On CNN, the August 12 bombings were a major story, with eight separate segments mentioning the attacks in a three-hour period. Anchor Wolf Blitzer declared a "grim return to the battle days in Israel and the Palestinian territories." His colleague Aaron Brown echoed that theme, noting that "after a period of relative calm there has been a major surge in violence in Israel and the Palestinian territories." Correspondent Jerrold Kessel reported that the bombings "cast doubt on the viability of this peace process known as the road map for peace."

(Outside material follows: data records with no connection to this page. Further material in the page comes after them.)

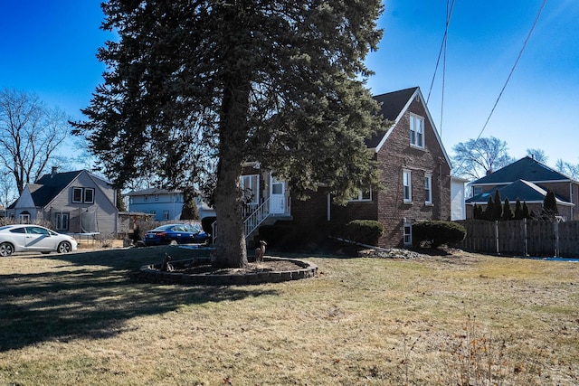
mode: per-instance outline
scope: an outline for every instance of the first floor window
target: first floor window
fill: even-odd
[[[412,224],[404,222],[404,245],[411,245],[413,243],[413,226]]]
[[[403,171],[403,186],[404,190],[404,202],[413,201],[412,174],[410,170]]]
[[[56,213],[56,230],[68,231],[69,213]]]
[[[430,174],[424,176],[424,203],[432,203],[432,176]]]
[[[275,189],[276,186],[273,185]],[[257,204],[260,201],[260,176],[259,174],[242,175],[242,192],[243,202],[246,204]]]

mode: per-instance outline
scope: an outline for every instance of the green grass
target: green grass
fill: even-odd
[[[306,256],[315,278],[134,278],[167,251],[195,253],[1,259],[0,385],[579,383],[574,263]]]

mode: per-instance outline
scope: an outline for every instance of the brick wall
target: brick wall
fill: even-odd
[[[410,146],[410,111],[425,118],[424,149]],[[385,186],[377,197],[378,221],[384,226],[384,235],[379,245],[384,248],[403,245],[404,218],[408,222],[451,219],[451,169],[422,103],[414,100],[392,130],[378,154]],[[404,169],[411,172],[411,203],[403,202]],[[432,175],[432,204],[424,202],[424,176],[427,174]]]

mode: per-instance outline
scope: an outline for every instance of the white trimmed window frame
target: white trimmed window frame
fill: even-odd
[[[410,115],[410,146],[424,148],[424,118],[414,114]]]
[[[413,174],[408,169],[402,171],[403,196],[404,203],[413,202]]]
[[[358,189],[357,195],[348,200],[350,202],[367,202],[372,201],[372,188]]]
[[[404,247],[408,247],[413,244],[413,224],[404,221],[403,226],[403,244]]]
[[[432,174],[424,174],[424,203],[432,204]]]

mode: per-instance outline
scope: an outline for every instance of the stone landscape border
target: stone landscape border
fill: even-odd
[[[194,286],[242,286],[299,280],[301,278],[314,278],[318,274],[318,266],[310,263],[309,261],[277,257],[264,257],[263,259],[265,261],[289,261],[297,265],[299,268],[284,271],[193,274],[179,272],[178,270],[175,272],[161,271],[160,264],[151,264],[141,267],[138,276],[142,280],[151,282]],[[209,262],[209,258],[194,258],[185,260],[172,261],[171,264],[176,268],[176,269],[179,269],[184,267],[195,267],[202,264],[208,264]]]

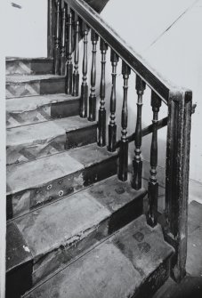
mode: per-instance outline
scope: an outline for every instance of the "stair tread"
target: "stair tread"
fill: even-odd
[[[23,297],[133,297],[173,253],[142,215]]]
[[[74,101],[77,98],[65,93],[18,97],[17,100],[16,98],[12,98],[6,101],[6,112],[20,113],[29,111],[43,105]]]
[[[18,146],[23,144],[43,144],[48,140],[57,136],[64,136],[66,133],[88,127],[95,122],[89,122],[78,116],[32,124],[25,126],[18,126],[7,129],[6,146]]]
[[[145,189],[136,191],[131,188],[129,182],[122,182],[117,180],[117,175],[112,176],[80,192],[12,220],[7,224],[10,226],[8,230],[12,235],[11,230],[16,230],[17,227],[18,233],[22,235],[23,245],[26,244],[27,246],[24,252],[25,261],[28,257],[30,259],[30,254],[37,260],[61,246],[68,247],[83,239],[92,230],[97,230],[112,213],[145,194]],[[23,258],[20,261],[18,255],[13,258],[15,250],[20,249],[20,241],[17,247],[15,246],[15,242],[10,242],[7,270],[15,267],[18,262],[20,264],[22,262]]]
[[[37,82],[41,80],[63,79],[64,76],[46,75],[11,75],[6,77],[6,84],[20,84],[27,82]]]
[[[113,156],[115,154],[109,153],[105,148],[98,148],[97,144],[93,144],[28,163],[9,165],[7,195],[36,188]]]

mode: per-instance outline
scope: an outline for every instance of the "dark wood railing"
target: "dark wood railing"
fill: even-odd
[[[150,176],[148,185],[149,211],[148,223],[154,227],[158,223],[158,130],[167,125],[166,141],[166,207],[165,207],[165,238],[175,248],[171,263],[171,275],[179,281],[185,274],[187,254],[187,210],[188,183],[190,162],[190,134],[191,118],[191,92],[173,86],[149,66],[139,58],[124,40],[109,27],[103,20],[83,0],[62,0],[53,5],[49,4],[48,44],[50,57],[54,58],[54,72],[66,76],[66,93],[77,96],[80,89],[80,117],[89,121],[96,120],[98,112],[98,146],[104,147],[110,152],[118,149],[118,178],[125,181],[128,179],[128,143],[134,141],[134,157],[133,160],[132,187],[141,188],[142,138],[152,133],[150,146]],[[54,6],[54,15],[53,14]],[[52,18],[52,19],[51,19]],[[51,20],[51,21],[50,21]],[[55,23],[54,33],[53,22]],[[91,86],[87,85],[87,44],[89,30],[92,42]],[[54,34],[54,46],[53,37]],[[79,41],[83,39],[83,77],[79,82]],[[101,53],[101,69],[100,84],[100,108],[96,107],[96,52],[100,39]],[[106,104],[105,104],[105,66],[106,52],[110,50],[112,66],[111,96],[109,104],[109,140],[106,140]],[[74,68],[73,68],[74,54]],[[121,139],[117,140],[116,124],[116,77],[117,66],[122,60],[123,75],[123,108],[121,120]],[[137,117],[134,133],[127,135],[127,90],[128,80],[133,71],[136,74]],[[142,129],[142,103],[145,88],[151,89],[152,124]],[[90,93],[88,97],[88,93]],[[166,118],[158,120],[158,112],[162,104],[168,107]],[[89,108],[87,110],[87,107]]]

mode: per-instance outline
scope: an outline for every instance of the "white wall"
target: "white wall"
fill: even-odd
[[[110,0],[101,15],[153,68],[174,84],[193,91],[193,102],[197,102],[198,107],[192,117],[190,178],[202,182],[202,138],[198,135],[202,126],[202,40],[198,38],[202,28],[202,1]],[[131,82],[131,111],[136,109],[133,85]],[[149,104],[149,93],[144,97],[144,102],[147,101]],[[151,119],[148,108],[146,104],[143,107],[144,125],[149,124]],[[161,115],[166,115],[166,107],[161,110]],[[166,129],[159,131],[158,164],[162,166],[165,165],[166,136]],[[143,157],[147,160],[149,159],[149,139],[144,139],[142,147]]]
[[[47,0],[6,0],[4,26],[6,56],[46,57]]]

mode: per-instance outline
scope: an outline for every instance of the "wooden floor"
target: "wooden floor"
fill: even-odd
[[[172,279],[153,298],[202,297],[202,205],[192,201],[189,206],[187,277],[177,285]]]

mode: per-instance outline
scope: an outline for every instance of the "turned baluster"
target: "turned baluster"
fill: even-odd
[[[56,4],[56,27],[55,27],[55,44],[54,44],[54,60],[53,71],[55,75],[60,74],[60,32],[61,32],[61,4]]]
[[[128,91],[128,79],[131,74],[131,68],[127,64],[123,61],[122,75],[124,78],[124,101],[122,108],[121,117],[121,141],[119,149],[119,166],[118,166],[118,179],[122,181],[127,180],[128,172],[128,140],[127,140],[127,91]]]
[[[158,183],[157,180],[158,166],[158,117],[161,106],[161,99],[152,91],[151,107],[153,111],[153,133],[150,147],[150,177],[148,185],[149,212],[148,223],[154,227],[158,223]]]
[[[76,16],[75,20],[75,68],[73,74],[73,96],[78,96],[79,88],[79,73],[78,73],[78,59],[79,59],[79,20],[78,17]]]
[[[87,117],[87,101],[88,101],[88,85],[87,85],[87,44],[88,44],[88,28],[82,21],[82,36],[84,40],[84,57],[82,67],[82,85],[81,85],[81,100],[80,100],[80,117]]]
[[[95,95],[95,83],[96,83],[96,45],[98,42],[98,35],[94,30],[91,30],[91,40],[93,44],[93,60],[91,69],[91,93],[89,96],[89,121],[95,121],[96,119],[96,95]]]
[[[146,84],[139,76],[136,76],[136,91],[138,95],[137,100],[137,120],[134,133],[134,158],[133,160],[133,181],[132,187],[138,190],[141,188],[141,173],[142,173],[142,161],[141,161],[141,108],[142,108],[142,95],[146,88]]]
[[[106,66],[106,52],[108,44],[101,39],[101,77],[100,87],[100,109],[98,118],[98,146],[104,147],[106,145],[106,109],[105,109],[105,66]]]
[[[109,125],[109,146],[108,150],[110,152],[116,151],[117,143],[117,125],[116,125],[116,79],[117,79],[117,67],[119,57],[111,49],[110,61],[112,66],[112,86],[111,86],[111,96],[110,96],[110,121]]]
[[[67,73],[65,92],[67,94],[72,93],[72,13],[69,8],[68,12],[68,49],[67,49]]]
[[[61,12],[62,25],[61,25],[61,75],[65,75],[66,63],[66,8],[62,9]]]

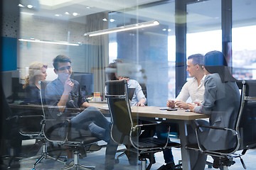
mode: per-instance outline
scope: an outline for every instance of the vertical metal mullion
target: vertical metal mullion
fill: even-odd
[[[176,96],[178,95],[186,81],[186,2],[176,0]]]

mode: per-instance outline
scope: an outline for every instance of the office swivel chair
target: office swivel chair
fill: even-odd
[[[155,163],[154,154],[171,147],[180,147],[180,144],[168,142],[166,140],[161,140],[156,137],[139,138],[141,127],[152,125],[152,124],[137,124],[137,118],[133,116],[128,99],[127,81],[126,80],[114,80],[106,81],[106,98],[109,106],[112,126],[111,137],[118,144],[124,144],[129,152],[138,154],[139,160],[142,161],[142,169],[146,169],[146,159],[149,159],[146,169],[150,169]],[[159,125],[154,123],[154,125]],[[167,132],[166,134],[168,134]]]
[[[203,154],[217,157],[220,158],[220,169],[228,169],[228,166],[235,162],[233,158],[240,157],[244,169],[246,169],[241,156],[245,154],[248,149],[256,146],[256,81],[243,80],[238,81],[238,85],[241,88],[241,97],[240,109],[236,119],[234,128],[225,127],[202,126],[198,125],[196,128],[196,135],[198,140],[196,145],[188,145],[188,149],[194,149]],[[218,130],[231,131],[233,137],[236,139],[236,145],[234,148],[228,150],[208,151],[201,145],[198,136],[200,128],[215,129]],[[240,154],[235,153],[237,151],[242,150]]]
[[[41,81],[40,84],[40,96],[41,101],[45,101],[45,89],[46,85],[48,84],[47,81]],[[43,113],[44,117],[44,127],[43,132],[44,135],[48,141],[61,143],[63,146],[68,147],[70,151],[74,154],[74,164],[64,167],[63,169],[95,169],[95,166],[85,166],[78,164],[78,159],[80,151],[83,150],[83,148],[87,146],[90,146],[100,140],[95,137],[84,135],[83,133],[70,134],[70,121],[69,120],[56,120],[53,119],[49,111],[50,106],[45,105],[42,102]],[[53,106],[54,107],[54,106]],[[59,113],[57,113],[58,114]],[[65,129],[63,128],[63,122],[65,121]],[[65,132],[64,136],[61,136],[59,134],[60,130]],[[85,150],[83,150],[85,151]],[[85,151],[86,152],[86,151]],[[86,152],[84,153],[86,156]]]

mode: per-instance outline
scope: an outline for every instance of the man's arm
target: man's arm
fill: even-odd
[[[143,94],[142,86],[139,84],[136,81],[136,87],[135,87],[135,95],[136,98],[139,101],[138,103],[136,103],[137,106],[144,106],[146,103],[146,100],[145,98],[145,95]]]
[[[67,104],[69,93],[72,91],[74,86],[74,84],[71,81],[70,79],[67,79],[64,84],[64,92],[60,97],[60,100],[57,103],[59,111],[63,113],[65,110],[65,107]]]
[[[90,106],[91,106],[90,105],[90,103],[88,103],[88,102],[84,102],[84,103],[82,103],[82,105],[81,105],[81,107],[82,108],[88,108],[88,107],[90,107]]]
[[[146,99],[144,98],[142,98],[139,100],[138,103],[136,103],[136,106],[145,106],[146,104]]]

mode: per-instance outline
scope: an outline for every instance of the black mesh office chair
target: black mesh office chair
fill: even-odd
[[[45,89],[48,84],[48,82],[46,81],[40,81],[40,95],[42,101],[45,100]],[[42,102],[44,121],[46,122],[43,128],[45,137],[50,142],[59,142],[65,147],[68,147],[69,149],[74,154],[74,164],[67,166],[63,169],[95,169],[95,166],[94,166],[79,164],[79,154],[80,150],[86,152],[84,149],[81,149],[81,148],[90,146],[100,140],[95,137],[85,135],[82,132],[70,134],[70,121],[69,120],[53,119],[48,110],[50,107],[54,106],[44,105],[43,102]],[[56,113],[56,114],[58,113]],[[64,129],[63,129],[63,125],[65,127]],[[60,130],[63,130],[65,135],[60,135]],[[84,154],[86,156],[86,152]]]
[[[168,143],[168,135],[164,140],[156,137],[139,138],[140,127],[152,124],[138,125],[138,118],[132,115],[128,99],[127,81],[109,81],[106,82],[106,98],[113,121],[111,136],[118,144],[133,147],[132,149],[128,147],[127,149],[137,152],[139,160],[142,161],[142,169],[146,169],[146,159],[149,159],[146,169],[150,169],[152,164],[155,163],[154,153],[171,147],[180,147],[178,143]],[[168,133],[169,132],[166,132],[166,134]]]
[[[4,98],[4,94],[3,94],[2,95],[3,96],[1,98],[2,100],[1,103],[3,103],[3,106],[4,106],[2,107],[2,109],[4,110],[5,113],[7,113],[8,117],[6,118],[6,123],[8,122],[8,124],[10,124],[4,128],[5,129],[9,130],[8,127],[10,127],[10,125],[11,126],[11,128],[10,128],[11,130],[9,131],[9,136],[12,137],[11,139],[9,139],[9,140],[11,140],[11,143],[13,143],[13,142],[15,142],[15,140],[17,141],[20,140],[23,140],[21,137],[18,137],[18,134],[14,134],[14,130],[18,132],[22,136],[27,137],[26,138],[25,138],[25,140],[34,139],[41,141],[42,143],[43,151],[41,154],[38,155],[30,157],[28,158],[18,157],[18,159],[21,159],[22,161],[38,159],[36,161],[35,164],[33,164],[32,169],[35,169],[35,166],[43,158],[51,159],[64,163],[65,162],[64,161],[60,160],[58,159],[50,156],[47,152],[46,140],[43,135],[43,132],[42,129],[43,126],[41,124],[41,123],[43,123],[41,122],[41,120],[43,120],[43,115],[36,114],[33,110],[26,109],[25,108],[26,106],[24,106],[23,107],[24,108],[21,108],[21,107],[18,107],[18,108],[16,109],[16,108],[11,109],[6,101],[6,98]],[[15,114],[14,113],[15,113]],[[33,129],[31,128],[29,124],[29,121],[36,122],[37,123],[38,123],[38,126],[36,128],[33,127],[34,128]],[[14,128],[14,125],[16,127]],[[36,144],[34,144],[34,146]],[[11,152],[11,152],[12,149],[13,148],[10,148],[11,154],[12,154]],[[15,158],[16,158],[15,155],[11,157],[8,165],[9,168],[11,168],[11,162]]]
[[[198,125],[196,129],[198,144],[186,146],[188,149],[200,150],[203,154],[220,157],[220,169],[226,169],[235,164],[233,158],[237,157],[240,158],[243,167],[246,169],[240,157],[245,154],[248,149],[256,146],[256,81],[239,81],[238,85],[241,89],[241,98],[240,109],[234,128]],[[236,139],[235,147],[228,150],[206,150],[201,145],[198,137],[198,132],[201,127],[232,132],[233,137]],[[242,152],[237,153],[236,152],[239,150],[242,150]]]

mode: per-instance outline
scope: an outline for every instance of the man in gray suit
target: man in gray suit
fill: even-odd
[[[223,54],[218,51],[208,52],[203,57],[205,79],[204,101],[202,104],[189,103],[191,111],[210,115],[210,122],[198,120],[199,124],[234,129],[238,114],[240,92],[228,68]],[[228,130],[204,129],[198,132],[202,145],[210,151],[226,150],[235,145],[235,136]],[[188,142],[196,143],[195,132],[188,130]],[[189,151],[191,169],[204,169],[206,155]],[[215,158],[213,167],[218,168],[219,159]]]
[[[186,101],[191,97],[192,102],[203,102],[205,74],[202,68],[203,55],[201,54],[196,54],[188,57],[186,71],[191,79],[188,80],[182,87],[181,93],[178,94],[175,100],[169,100],[166,106],[173,108],[177,106],[179,108],[187,109],[189,106]],[[171,124],[171,129],[173,132],[176,132],[176,124]],[[165,132],[165,126],[158,127],[156,130],[157,136],[161,138],[165,135],[161,135],[163,132]],[[165,169],[175,169],[174,160],[172,155],[171,149],[163,151],[164,158],[166,164],[162,165],[158,170]]]

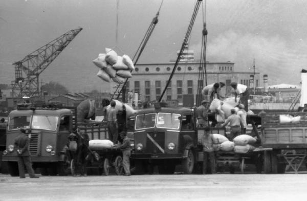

These bombings had killed four people, including the bombers. Just four days earlier, on August 8, two Palestinians and one Israeli were killed in an Israeli raid on a suspected militant, while two more Palestinians were killed at an ensuing rally-- one shot, and the other killed by Israeli tear gas (Chicago Tribune, 8/9/03). But those five deaths-- mainly Palestinian-- were not deemed a "major surge in violence" or a "grim return to the battle days" on CNN. Instead, anchor Carol Costello (8/8/03) suggested that the Israeli raid "may be another smudge, a bump if you will, on that road map to peace."

The media's tendency to downplay-- or completely ignore-- Palestinian suffering and death is nothing new. In late 2001 and the beginning of 2002, for example, a loose cease-fire declared by Yasir Arafat led to a period of very few Israeli deaths, but sustained Palestinian deaths-- and the American media repeatedly referred to it as a time of "relative calm" (FAIR Action Alert, 1/10/02, 2/5/02).

In order to convey the Mideast crisis in all its complexity, journalists need to take seriously the violence suffered by all communities. References to "relative calm" while Palestinians are being routinely killed only serve to trivialize human life and obscure the cycle of violence that afflicts the region.